Benjamin Franklin Papers

From Benjamin Franklin to Cadwallader Colden, 11 October 1750

To Cadwallader Colden

ALS: New-York Historical Society

Philada. Oct. 11. 1750


I have learnt by different hands, that Dr. Mitchel continues in a bad State of Health,3 which I suppose obliges him to drop his Correspondencies. ’Tis a Loss to us all.

Messrs. Bertram and Evans did not go their intended Journey to Lake Erie, but are both safe at home.4 Mr. Weiser is just return’d from Onondago, and gives a melancholly Account of the declining State of the English and Encrease of the French Interest among the Six Nations.5 I hope the Interview intended with them by your Government will be a Means of securing their Attachment to the British Nation. Methinks a great deal depends on you in this important Affair.6

I wish you all the Satisfaction that Ease and Retirement from Publick Business can possibly give you: But let not your Love of Philosophical Amusements have more than its due Weight with you. Had Newton been Pilot but of a single common Ship, the finest of his Discoveries would scarce have excus’d, or atton’d for his abandoning the Helm one Hour in Time of Danger; how much less if she had carried the Fate of the Commonwealth.7

Forgive this Freedom, and believe me to be, with the sincerest Esteem and Affection, Dear Sir, Your obliged humble Servant

B Franklin

P.S. All my Electrical Papers are transcribing for a Gentleman in Boston,8 to whom I shall send them per next Post thro’ your Hands. If you please you may keep them a Week or two to peruse; and if you find any thing in them worth Copying, ’tis at your Service. My last Paper, which you have not yet seen, is the largest, and the fullest on the Nature and Operations of the Electrical Matter.9

Addressed: To  The honble Cadwalader Colden Esqr  New York Free  B Franklin

[Note numbering follows the Franklin Papers source.]

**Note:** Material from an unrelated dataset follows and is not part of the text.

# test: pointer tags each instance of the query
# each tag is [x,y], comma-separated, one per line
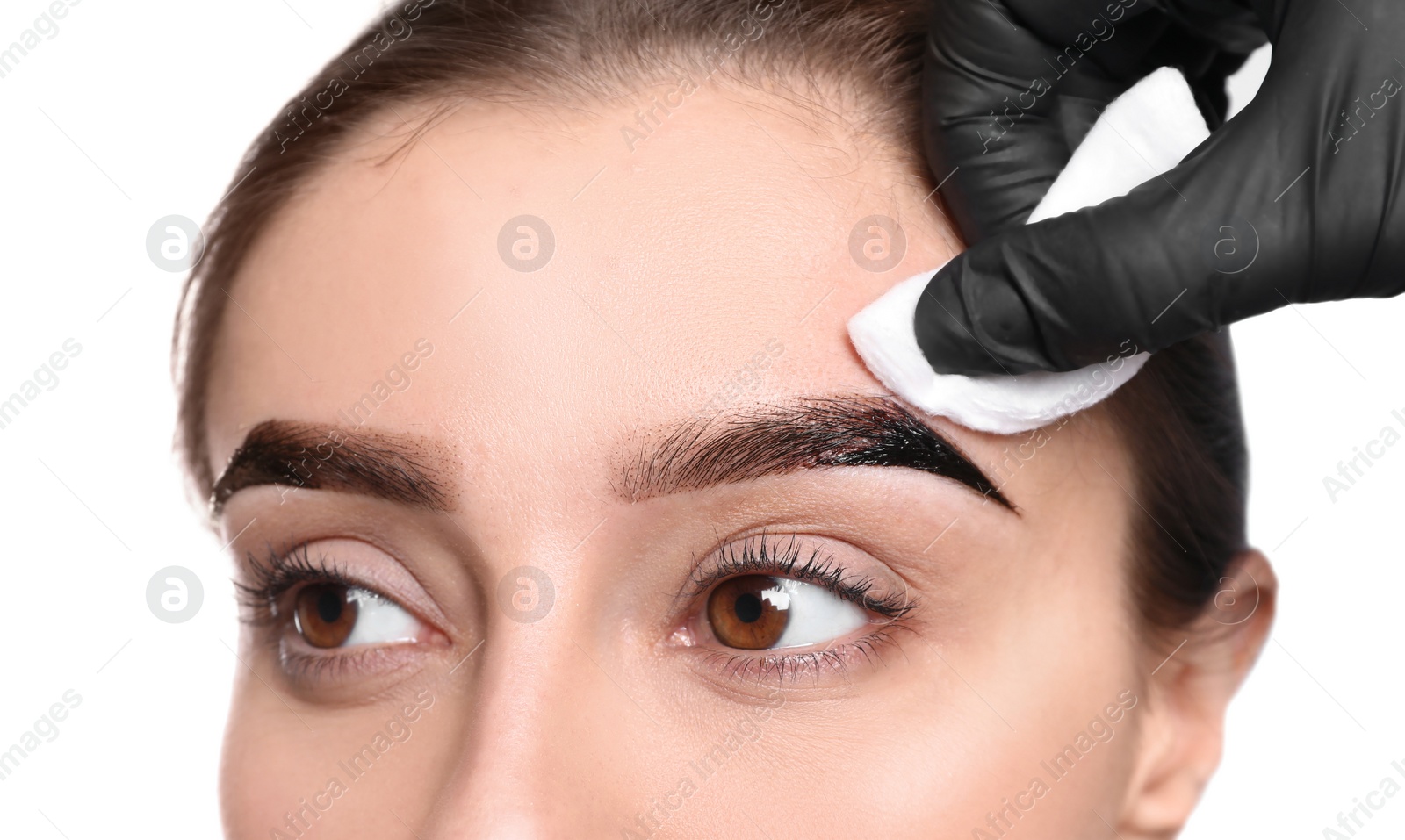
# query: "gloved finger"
[1002,110]
[1180,255]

3Dr. John Mitchell (see above, II, 415 n) explained to John Bartram that he suffered from “a vertiginous disorder” which made it painful “even to sit down to take a pen in my hand.” Darlington, Memorials, p. 366.

4See above, p. 6 n.

5Governor Hamilton reported to the Assembly, Oct. 16, 1750, Weiser’s “very disagreeable News, to wit, That … thro’ the indefatigable Industry of the French, not only the Six Nations at Onondago are much shaken in their Affections to Us, and inclining to go over to our Rivals, but the Indians at Ohio are in great Danger of being corrupted by their Presents or subdued by their Arms, unless some proper and speedy Measures are taken to prevent it.” Pa. Col. Recs., V, 485.

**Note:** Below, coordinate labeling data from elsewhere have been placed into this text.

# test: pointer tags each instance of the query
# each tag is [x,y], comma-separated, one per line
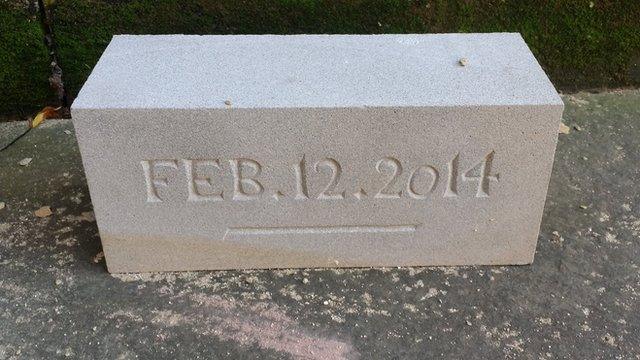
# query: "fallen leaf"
[43,211]
[99,256]
[25,161]
[88,216]
[46,113]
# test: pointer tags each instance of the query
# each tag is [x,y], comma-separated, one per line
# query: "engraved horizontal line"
[343,229]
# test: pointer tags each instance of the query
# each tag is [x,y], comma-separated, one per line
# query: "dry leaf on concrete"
[43,211]
[88,216]
[46,113]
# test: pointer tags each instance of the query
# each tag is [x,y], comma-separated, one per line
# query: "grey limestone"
[222,152]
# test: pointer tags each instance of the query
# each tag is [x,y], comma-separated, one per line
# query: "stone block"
[229,152]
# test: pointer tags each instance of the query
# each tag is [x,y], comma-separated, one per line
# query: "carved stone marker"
[224,152]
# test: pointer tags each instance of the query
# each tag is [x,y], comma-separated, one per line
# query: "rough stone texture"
[422,161]
[578,300]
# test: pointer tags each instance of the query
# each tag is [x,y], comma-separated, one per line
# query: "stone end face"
[328,169]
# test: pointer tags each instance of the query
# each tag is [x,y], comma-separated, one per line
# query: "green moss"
[24,64]
[580,43]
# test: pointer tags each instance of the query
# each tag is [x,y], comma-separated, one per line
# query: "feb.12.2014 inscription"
[245,175]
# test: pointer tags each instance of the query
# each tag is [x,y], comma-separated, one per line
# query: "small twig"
[16,139]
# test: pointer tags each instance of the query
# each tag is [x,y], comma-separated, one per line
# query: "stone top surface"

6Governor Clinton of New York invited representatives of the neighboring colonies to an Indian conference at Albany in 1751. The Pennsylvania Assembly asked Governor Hamilton to send Weiser with a present for the Indians, but thought it unnecessary to make a treaty. Pa. Col. Recs., V, 524–5, 526, 541–3.

7Colden was soon afterwards offered the post of Secretary for Indian Affairs, but declined it because the salary arrangements were uncertain. Colden Paps., IV, 253–4. For his long analysis of the state of Indian relations in North America, Aug. 8, 1751, see ibid., pp. 271–87. BF’s attitude and appeal were quite different from Thomas Jefferson’s in a similar case. In 1778 the latter urged the astronomer David Rittenhouse to resume the scientific studies he had deserted for revolutionary politics, firmly declaring, “No body can conceive that nature ever intended to throw away a Newton upon the occupations of a crown.” Julian P. Boyd and others, eds., The Papers of Thomas Jefferson, II, 203.

8James Bowdoin. See the next document.

9BF to Collinson, July 29, 1750, above, pp. 9–34.